Analyzing 50 Years of Tennis

Nicolas Escobar Jariton
Data Guasu
Published in
8 min readOct 17, 2018

In this post I will make use of Python’s libraries: pandas, matplotlib and seaborn to analyze data from ATP tennis competitions from the year 1968 up to 2018, including Grand Slams, Masters Series, Masters Cup and International Series competitions.

The dataset prepared by Jeff Sackmann contains information on every single match played since 1968. It includes details such as match’s date, location, tournament type, surface, winner and loser, score, duration and additional statistics such as players’ rankings, age and height, aces, double faults, break points faced and saved, service points among other helpful stats for both players.

The Jupyter Notebook with the full analysis can be accessed here.

Loading the data

There is one .csv file per year per tournament type. In this analysis I’m only loading atp_matches_YYYY files which contain the ATP matches for that year.

# Path to all atp_matches_YYYY.csv files
path ='tennis_atp_data'
files = glob.glob(path + "/*.csv")
tennis_df = pd.concat((pd.read_csv(f) for f in files))

Deriving new columns

First let’s derive two new columns to store year and year-month attributes.

# Extract year and month in YYYYMM format
tennis_df['tourney_yearmonth'] = tennis_df.tourney_date.astype(str).str[:6]
# Extract year in YYYY format
tennis_df['tourney_year'] = tennis_df.tourney_date.astype(str).str[:4]

Exploratory Data Analysis (EDA)

Distribution of most important attributes

We start the EDA by looking at the distribution of some of the key attributes. Histogramsare very helpful to represent numerical distributions of the underlying data.

dimensions = ['winner_rank','loser_rank','winner_age','loser_age','winner_ht',
'loser_ht','w_svpt','l_svpt']
plt.figure(1, figsize=(20,12))
for i in range(1,9):
plt.subplot(2,4,i)
tennis_df[dimensions[i-1]].plot(kind='hist', title=dimensions[i-1])

In the histograms above we see that attributes like winner_rank and loser_rank are skewed to the right (median lower than the mean).

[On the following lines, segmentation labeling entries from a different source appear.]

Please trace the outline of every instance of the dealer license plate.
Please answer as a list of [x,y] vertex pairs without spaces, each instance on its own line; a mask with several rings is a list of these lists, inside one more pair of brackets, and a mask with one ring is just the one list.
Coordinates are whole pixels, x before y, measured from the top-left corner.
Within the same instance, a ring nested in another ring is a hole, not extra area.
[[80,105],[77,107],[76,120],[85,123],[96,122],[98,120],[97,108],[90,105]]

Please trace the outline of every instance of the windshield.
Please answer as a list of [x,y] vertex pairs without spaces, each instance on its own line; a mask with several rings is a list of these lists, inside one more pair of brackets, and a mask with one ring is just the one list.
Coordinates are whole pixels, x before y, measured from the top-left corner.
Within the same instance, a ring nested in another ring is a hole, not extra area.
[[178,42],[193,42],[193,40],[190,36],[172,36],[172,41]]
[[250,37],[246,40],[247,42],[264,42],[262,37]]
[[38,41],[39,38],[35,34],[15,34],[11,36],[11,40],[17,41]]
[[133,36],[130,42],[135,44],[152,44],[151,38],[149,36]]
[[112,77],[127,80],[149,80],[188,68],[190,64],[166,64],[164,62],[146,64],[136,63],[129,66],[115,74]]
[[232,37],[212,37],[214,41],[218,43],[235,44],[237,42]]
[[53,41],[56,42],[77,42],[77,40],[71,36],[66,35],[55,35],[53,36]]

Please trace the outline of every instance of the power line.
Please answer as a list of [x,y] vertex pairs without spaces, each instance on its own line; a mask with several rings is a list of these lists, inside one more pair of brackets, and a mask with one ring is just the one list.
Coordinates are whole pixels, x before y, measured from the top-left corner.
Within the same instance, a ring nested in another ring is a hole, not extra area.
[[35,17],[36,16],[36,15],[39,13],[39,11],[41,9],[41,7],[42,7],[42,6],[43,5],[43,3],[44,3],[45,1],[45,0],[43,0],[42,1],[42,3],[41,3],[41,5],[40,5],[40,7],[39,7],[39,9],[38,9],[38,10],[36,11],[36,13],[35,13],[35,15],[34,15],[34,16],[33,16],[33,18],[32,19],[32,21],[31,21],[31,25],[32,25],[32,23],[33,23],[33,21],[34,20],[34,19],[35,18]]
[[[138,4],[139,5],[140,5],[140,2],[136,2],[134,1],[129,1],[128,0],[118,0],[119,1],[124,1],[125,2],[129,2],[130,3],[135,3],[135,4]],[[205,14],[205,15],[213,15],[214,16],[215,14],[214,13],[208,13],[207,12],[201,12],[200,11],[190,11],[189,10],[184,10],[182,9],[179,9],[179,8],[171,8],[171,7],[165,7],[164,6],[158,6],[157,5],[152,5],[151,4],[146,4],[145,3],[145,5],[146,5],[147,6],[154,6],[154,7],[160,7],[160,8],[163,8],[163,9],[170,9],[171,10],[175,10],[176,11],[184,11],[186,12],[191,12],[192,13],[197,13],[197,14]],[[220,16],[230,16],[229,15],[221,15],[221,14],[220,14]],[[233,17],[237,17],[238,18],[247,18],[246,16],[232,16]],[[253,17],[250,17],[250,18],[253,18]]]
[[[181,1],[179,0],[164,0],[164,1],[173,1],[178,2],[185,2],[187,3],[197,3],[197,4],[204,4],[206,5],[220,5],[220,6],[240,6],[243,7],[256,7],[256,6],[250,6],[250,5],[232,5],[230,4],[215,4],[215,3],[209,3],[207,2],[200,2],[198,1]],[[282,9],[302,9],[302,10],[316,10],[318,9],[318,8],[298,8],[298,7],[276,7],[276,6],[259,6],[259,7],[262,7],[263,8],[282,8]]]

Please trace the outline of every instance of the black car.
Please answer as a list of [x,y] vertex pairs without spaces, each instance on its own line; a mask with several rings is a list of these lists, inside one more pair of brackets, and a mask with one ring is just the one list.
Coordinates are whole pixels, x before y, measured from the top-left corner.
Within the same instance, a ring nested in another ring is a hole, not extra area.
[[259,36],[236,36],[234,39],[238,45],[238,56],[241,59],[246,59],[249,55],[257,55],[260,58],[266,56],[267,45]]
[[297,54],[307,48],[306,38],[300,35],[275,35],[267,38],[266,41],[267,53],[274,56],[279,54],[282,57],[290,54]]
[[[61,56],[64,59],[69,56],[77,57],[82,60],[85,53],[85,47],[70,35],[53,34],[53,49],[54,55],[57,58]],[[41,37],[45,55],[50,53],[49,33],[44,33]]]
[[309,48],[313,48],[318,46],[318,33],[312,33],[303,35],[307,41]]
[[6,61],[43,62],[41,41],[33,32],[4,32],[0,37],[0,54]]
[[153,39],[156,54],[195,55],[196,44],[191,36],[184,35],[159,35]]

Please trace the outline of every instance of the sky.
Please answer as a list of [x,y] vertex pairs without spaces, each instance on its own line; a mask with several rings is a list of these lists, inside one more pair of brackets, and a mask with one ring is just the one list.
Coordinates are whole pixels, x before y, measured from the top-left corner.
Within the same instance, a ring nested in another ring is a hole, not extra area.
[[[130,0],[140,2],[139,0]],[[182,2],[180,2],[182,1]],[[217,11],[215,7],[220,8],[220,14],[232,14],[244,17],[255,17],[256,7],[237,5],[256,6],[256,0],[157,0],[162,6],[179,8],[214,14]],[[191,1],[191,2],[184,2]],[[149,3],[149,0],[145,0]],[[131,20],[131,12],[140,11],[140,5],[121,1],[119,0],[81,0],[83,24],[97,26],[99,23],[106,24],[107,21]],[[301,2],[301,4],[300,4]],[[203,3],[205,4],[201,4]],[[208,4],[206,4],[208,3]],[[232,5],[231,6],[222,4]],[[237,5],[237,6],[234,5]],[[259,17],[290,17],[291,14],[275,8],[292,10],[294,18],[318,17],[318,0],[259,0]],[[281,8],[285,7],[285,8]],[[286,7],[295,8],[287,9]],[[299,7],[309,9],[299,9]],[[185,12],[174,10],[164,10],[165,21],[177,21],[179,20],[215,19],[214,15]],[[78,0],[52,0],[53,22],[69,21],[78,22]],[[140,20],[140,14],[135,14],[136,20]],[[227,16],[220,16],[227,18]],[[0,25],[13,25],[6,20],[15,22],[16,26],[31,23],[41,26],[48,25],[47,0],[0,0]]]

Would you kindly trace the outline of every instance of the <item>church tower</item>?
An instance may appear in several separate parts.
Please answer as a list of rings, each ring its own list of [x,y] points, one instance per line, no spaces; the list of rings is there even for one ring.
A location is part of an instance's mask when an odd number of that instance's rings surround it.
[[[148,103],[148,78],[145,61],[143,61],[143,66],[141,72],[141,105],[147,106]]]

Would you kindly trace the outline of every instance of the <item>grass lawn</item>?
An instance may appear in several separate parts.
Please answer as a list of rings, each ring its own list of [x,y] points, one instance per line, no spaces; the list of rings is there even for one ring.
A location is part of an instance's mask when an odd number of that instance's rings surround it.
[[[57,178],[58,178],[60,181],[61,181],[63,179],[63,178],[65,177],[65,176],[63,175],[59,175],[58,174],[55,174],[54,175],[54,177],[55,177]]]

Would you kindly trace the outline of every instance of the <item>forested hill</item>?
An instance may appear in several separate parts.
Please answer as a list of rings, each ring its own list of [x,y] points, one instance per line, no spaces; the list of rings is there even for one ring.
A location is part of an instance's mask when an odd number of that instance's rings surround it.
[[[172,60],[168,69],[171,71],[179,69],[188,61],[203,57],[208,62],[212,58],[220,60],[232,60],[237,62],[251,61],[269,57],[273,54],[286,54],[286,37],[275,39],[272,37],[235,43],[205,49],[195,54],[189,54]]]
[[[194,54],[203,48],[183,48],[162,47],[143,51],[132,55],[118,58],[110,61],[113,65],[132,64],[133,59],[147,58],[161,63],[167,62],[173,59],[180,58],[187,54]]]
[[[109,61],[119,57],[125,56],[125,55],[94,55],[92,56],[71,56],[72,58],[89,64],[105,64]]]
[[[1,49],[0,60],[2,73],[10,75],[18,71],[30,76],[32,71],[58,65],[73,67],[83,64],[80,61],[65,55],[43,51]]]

On the other hand, we see attributes like winner_ht and loser_ht which are closer to a normal distribution (bell shaped).

Evolution of winners’ rankings in Grand Slam finals

In the following graph we are using a scatter plot to represent rankings of players that won Grand Slam finals in each year. The size of the bubble indicates the ranking of the player that lost the match (the smaller the bubble, the better the ranking).

We see slight differences between Grand Slams winners’ rankings. In the US Open, rankings are more dispersed, meaning that more players with lower rankings were able to win the tournament. Also, looking at the size of the bubbles, losers had also lower rankings.

Distribution of aces by surface type

Box plots are also useful to understand distributions by looking at what are called the five number summary: minimum, first quartile, median, third quartile and maximum.

tennis_df_h = tennis_df[~np.isnan(tennis_df['w_ace']) & (tennis_df['tourney_level'].isin(['G','M'])) ].copy()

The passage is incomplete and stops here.